The same operations available to the LLM are exposed as REST endpoints for the dashboard. These endpoints are what the Memory page calls.

MethodPathPurpose
GET/api/memoryList recent memories (default 20, no filters).
GET/api/memory/searchSearch with query string ?q=…&topK=…&type=…&tags=….
GET/api/memory/:idFetch a single memory.
POST/api/memoryCreate a memory (type, subject, content required).
PUT/api/memory/:idUpdate a memory (subject, content, tags, importance).
DELETE/api/memory/:idRemove a memory.

Dashboard

The Memory page in the dashboard lets you inspect and maintain the store directly. It shows:

  • Recent memories table — each row shows the type badge (blue = semantic, purple = episodic, green = procedural), an importance tier badge (Critical ≥ 8, Important ≥ 6, Useful ≥ 4, Trivial below), the subject, tags, and creation date. Rows expand to reveal the full content.
  • Search form — runs the same /api/memory/search call used by the LLM; topK, type filter, and tag filter are supported.
  • New entry dialog — seed memories manually (type, subject, content, tags, importance).
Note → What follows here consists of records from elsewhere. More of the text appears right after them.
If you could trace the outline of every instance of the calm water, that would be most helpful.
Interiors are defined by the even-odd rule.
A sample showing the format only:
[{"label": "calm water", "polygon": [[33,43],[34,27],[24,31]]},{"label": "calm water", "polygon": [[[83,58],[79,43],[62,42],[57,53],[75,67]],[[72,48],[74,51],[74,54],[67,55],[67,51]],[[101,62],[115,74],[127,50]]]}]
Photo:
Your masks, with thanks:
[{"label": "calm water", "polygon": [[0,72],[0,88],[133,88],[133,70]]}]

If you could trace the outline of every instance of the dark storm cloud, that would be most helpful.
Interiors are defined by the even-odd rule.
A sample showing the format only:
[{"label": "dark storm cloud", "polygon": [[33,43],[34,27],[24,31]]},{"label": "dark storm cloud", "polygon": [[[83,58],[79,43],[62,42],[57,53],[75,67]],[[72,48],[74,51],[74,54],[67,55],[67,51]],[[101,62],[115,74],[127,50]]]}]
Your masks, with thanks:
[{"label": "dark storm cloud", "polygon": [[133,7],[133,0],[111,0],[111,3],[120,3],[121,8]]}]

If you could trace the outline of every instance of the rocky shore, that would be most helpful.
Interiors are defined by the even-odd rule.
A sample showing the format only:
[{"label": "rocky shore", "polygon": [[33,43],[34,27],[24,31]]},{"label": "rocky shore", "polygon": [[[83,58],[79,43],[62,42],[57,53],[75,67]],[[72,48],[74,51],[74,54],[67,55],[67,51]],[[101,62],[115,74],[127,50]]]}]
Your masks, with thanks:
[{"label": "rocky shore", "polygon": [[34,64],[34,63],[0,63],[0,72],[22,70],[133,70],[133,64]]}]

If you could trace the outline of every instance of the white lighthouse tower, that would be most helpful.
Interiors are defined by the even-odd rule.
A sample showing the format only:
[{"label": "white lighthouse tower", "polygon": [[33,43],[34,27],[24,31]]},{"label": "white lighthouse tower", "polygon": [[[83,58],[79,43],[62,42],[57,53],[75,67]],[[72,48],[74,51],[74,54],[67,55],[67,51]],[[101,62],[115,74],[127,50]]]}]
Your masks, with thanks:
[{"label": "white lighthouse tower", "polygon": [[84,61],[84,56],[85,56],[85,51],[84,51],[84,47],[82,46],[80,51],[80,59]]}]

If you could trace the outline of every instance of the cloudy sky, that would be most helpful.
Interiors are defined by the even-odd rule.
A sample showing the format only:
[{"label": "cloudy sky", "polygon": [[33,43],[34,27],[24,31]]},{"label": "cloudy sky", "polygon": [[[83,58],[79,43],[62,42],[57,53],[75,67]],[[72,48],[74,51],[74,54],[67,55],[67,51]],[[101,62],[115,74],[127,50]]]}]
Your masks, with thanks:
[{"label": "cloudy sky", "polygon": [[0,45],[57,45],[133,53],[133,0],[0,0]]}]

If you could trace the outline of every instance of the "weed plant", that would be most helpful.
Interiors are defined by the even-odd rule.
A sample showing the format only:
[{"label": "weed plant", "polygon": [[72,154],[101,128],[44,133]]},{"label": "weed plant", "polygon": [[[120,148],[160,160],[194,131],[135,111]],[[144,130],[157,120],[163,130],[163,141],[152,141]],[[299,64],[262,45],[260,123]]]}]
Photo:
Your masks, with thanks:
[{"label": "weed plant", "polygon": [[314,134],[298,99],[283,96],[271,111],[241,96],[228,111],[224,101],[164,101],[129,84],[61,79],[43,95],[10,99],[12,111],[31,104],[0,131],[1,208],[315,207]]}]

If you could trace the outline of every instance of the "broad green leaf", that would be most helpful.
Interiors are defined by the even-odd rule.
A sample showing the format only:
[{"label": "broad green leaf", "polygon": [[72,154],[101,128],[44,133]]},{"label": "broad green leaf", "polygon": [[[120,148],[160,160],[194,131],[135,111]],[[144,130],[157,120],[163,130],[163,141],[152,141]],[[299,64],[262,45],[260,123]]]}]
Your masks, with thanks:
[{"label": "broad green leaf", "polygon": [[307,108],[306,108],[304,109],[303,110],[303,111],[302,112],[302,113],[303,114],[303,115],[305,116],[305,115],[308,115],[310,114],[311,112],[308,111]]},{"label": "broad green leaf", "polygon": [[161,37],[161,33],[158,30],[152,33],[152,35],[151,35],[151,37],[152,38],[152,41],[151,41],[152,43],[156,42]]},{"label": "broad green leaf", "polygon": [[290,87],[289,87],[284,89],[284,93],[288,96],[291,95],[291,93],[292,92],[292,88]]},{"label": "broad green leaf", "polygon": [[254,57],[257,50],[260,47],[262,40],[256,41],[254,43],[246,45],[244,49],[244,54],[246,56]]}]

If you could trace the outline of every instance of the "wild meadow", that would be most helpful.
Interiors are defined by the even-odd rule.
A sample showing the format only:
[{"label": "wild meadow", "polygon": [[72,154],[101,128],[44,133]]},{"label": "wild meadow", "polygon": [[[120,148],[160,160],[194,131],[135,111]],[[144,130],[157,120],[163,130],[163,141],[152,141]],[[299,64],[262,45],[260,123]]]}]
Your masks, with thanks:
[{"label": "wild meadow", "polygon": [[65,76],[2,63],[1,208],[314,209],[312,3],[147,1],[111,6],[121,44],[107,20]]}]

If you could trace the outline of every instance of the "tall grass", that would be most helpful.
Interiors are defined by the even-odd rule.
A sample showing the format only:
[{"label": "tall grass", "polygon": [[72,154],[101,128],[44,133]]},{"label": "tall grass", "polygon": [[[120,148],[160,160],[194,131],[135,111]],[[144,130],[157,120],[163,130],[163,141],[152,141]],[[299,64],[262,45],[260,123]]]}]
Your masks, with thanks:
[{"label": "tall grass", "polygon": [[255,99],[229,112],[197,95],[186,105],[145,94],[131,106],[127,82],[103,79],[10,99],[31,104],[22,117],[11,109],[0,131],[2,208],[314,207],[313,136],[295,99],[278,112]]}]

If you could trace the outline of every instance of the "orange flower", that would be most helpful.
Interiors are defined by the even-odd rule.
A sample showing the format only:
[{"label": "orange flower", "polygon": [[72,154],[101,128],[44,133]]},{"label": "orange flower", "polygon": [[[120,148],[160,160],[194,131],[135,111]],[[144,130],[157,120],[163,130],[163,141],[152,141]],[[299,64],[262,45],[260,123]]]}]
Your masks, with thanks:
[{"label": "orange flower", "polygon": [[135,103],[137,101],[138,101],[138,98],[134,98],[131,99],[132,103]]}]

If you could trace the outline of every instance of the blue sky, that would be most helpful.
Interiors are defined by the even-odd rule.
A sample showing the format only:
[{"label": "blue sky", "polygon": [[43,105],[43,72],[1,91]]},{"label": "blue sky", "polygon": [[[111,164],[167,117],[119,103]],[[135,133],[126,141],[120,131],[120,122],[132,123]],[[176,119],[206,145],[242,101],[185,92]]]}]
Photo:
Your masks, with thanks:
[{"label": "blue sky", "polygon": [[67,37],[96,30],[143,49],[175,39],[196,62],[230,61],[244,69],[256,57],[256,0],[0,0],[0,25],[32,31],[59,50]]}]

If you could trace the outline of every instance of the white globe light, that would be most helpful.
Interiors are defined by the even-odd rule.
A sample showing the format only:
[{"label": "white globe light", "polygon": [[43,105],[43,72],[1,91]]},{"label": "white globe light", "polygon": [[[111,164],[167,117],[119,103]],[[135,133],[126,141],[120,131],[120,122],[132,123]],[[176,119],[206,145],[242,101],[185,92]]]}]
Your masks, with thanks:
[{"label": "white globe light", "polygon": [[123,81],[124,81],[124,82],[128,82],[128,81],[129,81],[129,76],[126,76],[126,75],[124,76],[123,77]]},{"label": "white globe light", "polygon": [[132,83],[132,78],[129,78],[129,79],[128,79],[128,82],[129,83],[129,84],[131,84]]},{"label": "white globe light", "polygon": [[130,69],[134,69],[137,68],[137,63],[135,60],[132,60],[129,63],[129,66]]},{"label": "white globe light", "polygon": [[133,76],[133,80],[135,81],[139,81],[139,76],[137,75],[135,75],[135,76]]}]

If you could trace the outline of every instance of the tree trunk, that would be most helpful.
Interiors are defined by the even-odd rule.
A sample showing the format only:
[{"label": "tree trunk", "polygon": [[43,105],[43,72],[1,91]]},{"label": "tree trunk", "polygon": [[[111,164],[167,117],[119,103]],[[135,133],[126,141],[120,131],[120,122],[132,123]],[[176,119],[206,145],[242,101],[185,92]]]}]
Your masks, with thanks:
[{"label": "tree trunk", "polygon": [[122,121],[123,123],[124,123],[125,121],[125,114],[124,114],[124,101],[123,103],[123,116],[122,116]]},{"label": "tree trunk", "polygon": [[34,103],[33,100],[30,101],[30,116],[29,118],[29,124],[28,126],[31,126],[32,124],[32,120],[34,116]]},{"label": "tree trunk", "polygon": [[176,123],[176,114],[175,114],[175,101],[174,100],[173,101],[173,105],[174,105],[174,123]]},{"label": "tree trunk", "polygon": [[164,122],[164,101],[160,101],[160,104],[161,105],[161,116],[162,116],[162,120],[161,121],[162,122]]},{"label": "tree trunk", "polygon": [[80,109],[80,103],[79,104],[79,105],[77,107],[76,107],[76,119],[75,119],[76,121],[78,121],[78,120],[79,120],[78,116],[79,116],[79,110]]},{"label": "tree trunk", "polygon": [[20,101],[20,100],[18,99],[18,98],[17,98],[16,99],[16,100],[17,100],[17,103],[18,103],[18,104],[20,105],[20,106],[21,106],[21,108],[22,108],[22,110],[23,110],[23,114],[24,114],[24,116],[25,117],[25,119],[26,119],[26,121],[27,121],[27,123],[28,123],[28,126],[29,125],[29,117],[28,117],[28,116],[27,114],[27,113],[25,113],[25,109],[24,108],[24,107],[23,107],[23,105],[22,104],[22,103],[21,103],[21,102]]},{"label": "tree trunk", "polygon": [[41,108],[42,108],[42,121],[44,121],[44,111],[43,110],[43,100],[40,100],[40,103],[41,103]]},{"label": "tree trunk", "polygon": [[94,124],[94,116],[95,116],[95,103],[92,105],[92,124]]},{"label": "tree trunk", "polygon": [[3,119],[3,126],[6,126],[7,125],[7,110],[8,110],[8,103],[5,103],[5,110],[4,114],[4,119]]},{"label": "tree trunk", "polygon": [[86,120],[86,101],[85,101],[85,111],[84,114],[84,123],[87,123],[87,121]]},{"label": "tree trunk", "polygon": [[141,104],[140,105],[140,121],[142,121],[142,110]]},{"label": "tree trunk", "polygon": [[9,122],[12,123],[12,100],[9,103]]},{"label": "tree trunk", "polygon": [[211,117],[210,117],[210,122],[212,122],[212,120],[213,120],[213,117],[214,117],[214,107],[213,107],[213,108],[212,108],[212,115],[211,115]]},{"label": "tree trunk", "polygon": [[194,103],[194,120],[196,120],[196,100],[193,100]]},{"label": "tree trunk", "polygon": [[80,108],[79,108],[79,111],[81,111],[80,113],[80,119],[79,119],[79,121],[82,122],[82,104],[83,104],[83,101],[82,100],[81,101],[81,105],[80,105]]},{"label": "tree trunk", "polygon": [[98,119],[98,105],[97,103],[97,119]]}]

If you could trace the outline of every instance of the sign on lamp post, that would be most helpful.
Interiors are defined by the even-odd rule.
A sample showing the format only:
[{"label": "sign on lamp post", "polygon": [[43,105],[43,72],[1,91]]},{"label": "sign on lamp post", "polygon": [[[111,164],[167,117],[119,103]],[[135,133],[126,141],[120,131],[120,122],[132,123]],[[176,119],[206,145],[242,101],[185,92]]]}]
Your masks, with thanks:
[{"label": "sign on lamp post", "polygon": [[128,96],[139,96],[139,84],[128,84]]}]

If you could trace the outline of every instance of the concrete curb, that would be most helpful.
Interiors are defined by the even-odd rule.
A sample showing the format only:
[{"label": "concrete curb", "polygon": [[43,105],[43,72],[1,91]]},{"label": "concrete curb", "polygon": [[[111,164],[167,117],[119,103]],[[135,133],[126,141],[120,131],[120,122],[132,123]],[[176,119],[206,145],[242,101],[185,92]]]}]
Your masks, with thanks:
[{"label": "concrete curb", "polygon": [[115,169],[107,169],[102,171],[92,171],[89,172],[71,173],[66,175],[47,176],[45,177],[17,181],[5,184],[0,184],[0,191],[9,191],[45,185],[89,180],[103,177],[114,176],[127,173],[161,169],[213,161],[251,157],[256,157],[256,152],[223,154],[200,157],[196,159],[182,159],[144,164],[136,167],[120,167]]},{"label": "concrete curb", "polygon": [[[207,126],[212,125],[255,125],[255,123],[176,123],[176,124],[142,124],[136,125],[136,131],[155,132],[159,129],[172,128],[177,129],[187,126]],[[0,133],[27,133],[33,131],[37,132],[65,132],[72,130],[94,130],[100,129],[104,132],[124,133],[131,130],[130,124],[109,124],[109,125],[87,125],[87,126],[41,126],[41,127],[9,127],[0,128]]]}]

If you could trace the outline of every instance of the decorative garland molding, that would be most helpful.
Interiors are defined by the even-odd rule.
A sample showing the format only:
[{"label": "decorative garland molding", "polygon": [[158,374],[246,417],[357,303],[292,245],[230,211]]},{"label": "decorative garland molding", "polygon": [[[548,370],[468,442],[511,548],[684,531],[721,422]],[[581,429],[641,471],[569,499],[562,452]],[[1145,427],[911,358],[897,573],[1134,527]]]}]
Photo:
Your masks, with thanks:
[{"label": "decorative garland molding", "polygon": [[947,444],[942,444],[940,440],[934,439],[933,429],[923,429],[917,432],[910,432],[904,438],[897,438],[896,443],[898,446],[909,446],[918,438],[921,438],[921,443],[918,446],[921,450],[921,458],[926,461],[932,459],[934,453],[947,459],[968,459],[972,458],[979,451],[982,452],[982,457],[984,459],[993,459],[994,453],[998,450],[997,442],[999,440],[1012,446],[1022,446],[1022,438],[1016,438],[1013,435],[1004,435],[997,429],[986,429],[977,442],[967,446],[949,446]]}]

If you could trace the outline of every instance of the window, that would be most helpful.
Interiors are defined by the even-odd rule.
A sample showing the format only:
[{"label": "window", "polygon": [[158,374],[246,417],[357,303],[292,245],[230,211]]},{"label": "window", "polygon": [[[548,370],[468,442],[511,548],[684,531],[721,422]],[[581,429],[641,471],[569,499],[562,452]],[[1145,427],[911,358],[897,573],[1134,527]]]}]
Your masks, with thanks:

The new entry is embedded immediately and becomes retrievable on the next query.
  • Delete — permanently removes the entry and its vector/FTS rows.
  • Settings dialog — edit config.memory live: embedding model, topK, scoreThreshold, decay rate, weights, consolidation schedule / threshold / max cluster size. No restart needed.
Asking ScalyClaw to forget

You don't have to open the dashboard to remove a memory. Telling the assistant something like "forget that I work at Acme Corp" in any conversation will make it call memory_search to find matching entries and then memory_delete to remove them. Deletion is immediate and takes effect before the reply is built.

Config Reference

All defaults below come from CONFIG_DEFAULTS.memory. Everything in this block is hot-reloadable from the dashboard Settings dialog; no restart needed.

json
{
  "memory": {
    "topK": 10,                           // results returned per retrieval pass
    "scoreThreshold": 0.5,                 // vector results below this are dropped
    "embeddingModel": "auto",                // "auto" or explicit model id
    "weights": {
      "semantic": 0.6,
      "recency": 0.2,
      "importance": 0.2
    },
    "decayRate": 0.05,                    // exp decay per day since updated_at
    "consolidation": {
      "enabled": true,
      "schedule": "0 3 * * *",              // cron — daily 03:00 UTC
      "similarityThreshold": 0.85,
      "maxClusterSize": 5
    }
  }
}
Memories are shared across all channels

The memory store is global, not per-channel. A fact learned during a Telegram conversation is immediately available in a Discord conversation, and vice versa. There is no channel_id column — recall is always system-wide. If you want isolated knowledge stores for different users, run separate ScalyClaw instances; the memory DB is just a SQLite file on disk, so each instance owns its own.